House Panel Revisits File-Sharing Security
The House Oversight and Government Reform Committee will wade back into the debate over inadvertent file-sharing over peer-to-peer networks next Wednesday. The panel has scheduled a hearing that will focus on how popular platform LimeWire and other services could endanger citizens and jeopardize national security. Lime Group Chairman Mark Gorton, Tiversa CEO Robert Boback and Progress and Freedom Foundation Senior Fellow Thomas Sydnor are scheduled to testify. The committee held similar hearings in July 2007 and four years earlier. After the 2003 hearing, the P2P industry adopted a voluntary code of conduct to prevent inadvertent disclosures of sensitive information.
In March 2007, the Patent and Trademark Office released a report suggesting that inadvertent file-sharing may still be a serious problem and that the industry might not be living up to its promises. In response to the PTO report, committee staff conducted its own probe. Using LimeWire, aides ran a series of common searches during a one month period. They were able to easily obtain personal bank records and tax forms, attorney-client communications, corporate strategy documents for Fortune 500 companies, confidential corporate accounting documents, government emergency response plans, and even military operation orders.

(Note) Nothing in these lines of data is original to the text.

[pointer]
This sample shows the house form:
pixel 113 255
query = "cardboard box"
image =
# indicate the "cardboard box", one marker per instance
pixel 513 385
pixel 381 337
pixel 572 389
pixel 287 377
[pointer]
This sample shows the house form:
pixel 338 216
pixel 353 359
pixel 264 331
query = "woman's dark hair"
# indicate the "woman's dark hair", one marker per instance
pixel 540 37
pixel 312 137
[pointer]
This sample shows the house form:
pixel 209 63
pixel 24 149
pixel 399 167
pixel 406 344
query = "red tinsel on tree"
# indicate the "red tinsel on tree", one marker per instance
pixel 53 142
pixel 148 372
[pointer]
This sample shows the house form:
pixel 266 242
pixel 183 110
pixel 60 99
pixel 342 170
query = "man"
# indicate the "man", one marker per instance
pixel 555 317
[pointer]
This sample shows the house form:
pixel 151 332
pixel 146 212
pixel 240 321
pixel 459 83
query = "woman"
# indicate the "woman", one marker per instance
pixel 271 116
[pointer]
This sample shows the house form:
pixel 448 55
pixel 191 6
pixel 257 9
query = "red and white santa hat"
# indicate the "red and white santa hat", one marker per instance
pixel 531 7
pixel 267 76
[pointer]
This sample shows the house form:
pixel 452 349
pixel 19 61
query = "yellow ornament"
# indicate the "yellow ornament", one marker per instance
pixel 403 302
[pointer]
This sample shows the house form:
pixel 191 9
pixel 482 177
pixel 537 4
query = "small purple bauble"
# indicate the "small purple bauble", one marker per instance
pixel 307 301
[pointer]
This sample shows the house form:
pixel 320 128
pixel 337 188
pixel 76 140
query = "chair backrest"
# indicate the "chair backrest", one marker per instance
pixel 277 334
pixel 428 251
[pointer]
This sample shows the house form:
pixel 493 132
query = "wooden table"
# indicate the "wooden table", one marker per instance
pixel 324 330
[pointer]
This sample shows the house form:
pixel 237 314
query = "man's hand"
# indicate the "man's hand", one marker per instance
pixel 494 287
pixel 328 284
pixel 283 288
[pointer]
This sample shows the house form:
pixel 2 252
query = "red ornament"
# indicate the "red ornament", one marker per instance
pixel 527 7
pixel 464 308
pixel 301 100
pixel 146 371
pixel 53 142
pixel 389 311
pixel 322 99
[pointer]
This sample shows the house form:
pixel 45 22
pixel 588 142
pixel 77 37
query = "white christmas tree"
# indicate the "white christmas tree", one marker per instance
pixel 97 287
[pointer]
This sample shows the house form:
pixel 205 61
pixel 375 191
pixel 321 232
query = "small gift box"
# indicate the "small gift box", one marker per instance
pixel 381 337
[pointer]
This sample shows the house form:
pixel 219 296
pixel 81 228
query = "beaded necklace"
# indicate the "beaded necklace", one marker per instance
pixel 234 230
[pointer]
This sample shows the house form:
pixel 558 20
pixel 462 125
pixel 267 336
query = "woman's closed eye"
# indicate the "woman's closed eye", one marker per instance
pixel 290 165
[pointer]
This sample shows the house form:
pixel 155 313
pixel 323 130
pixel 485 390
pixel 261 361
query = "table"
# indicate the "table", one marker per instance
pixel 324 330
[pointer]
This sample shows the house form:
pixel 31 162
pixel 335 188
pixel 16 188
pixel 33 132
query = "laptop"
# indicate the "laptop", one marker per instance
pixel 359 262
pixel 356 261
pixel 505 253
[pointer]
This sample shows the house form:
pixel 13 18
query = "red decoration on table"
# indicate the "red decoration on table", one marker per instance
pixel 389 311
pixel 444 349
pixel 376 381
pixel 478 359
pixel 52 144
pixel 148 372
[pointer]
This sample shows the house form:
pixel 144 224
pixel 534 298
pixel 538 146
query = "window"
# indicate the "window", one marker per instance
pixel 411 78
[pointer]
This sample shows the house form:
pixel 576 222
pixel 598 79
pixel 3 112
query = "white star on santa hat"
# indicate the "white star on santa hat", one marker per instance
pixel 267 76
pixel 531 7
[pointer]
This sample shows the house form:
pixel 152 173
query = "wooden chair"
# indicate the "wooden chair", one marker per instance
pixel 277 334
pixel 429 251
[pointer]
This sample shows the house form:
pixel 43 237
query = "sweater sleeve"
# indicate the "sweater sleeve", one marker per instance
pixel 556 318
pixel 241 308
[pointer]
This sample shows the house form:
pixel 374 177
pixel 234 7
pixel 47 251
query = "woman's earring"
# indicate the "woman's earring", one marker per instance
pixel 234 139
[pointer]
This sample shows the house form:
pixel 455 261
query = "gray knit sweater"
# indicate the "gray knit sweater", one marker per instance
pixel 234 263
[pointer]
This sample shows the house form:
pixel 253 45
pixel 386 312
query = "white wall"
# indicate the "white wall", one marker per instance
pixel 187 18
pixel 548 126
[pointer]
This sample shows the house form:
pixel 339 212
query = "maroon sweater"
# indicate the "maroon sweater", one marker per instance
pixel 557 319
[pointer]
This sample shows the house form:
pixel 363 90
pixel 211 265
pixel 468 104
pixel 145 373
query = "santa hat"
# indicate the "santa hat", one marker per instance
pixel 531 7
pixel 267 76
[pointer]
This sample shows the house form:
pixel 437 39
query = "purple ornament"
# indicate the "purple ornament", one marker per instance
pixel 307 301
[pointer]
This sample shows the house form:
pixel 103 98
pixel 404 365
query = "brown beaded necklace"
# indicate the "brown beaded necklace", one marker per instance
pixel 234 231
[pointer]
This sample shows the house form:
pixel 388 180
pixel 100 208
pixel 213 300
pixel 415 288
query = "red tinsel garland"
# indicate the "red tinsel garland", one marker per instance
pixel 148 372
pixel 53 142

Meanwhile, Rep. Mary Bono Mack, R-Calif., who is not on the committee, introduced legislation earlier this year that would help educate Internet users about P2P privacy and security risks. The bill came on the heels of reports that file-sharing software was implicated in a security breach involving Marine One, the helicopter used by President Obama. Bono Mack's measure, which was cosponsored by Rep. John Barrow, D-Ga., and Energy and Commerce ranking member Joe Barton, would ensure P2P programs cannot be installed without providing clear notice and obtaining user consent. It would also make it illegal for firms to prohibit users from blocking, disabling, or removing the software.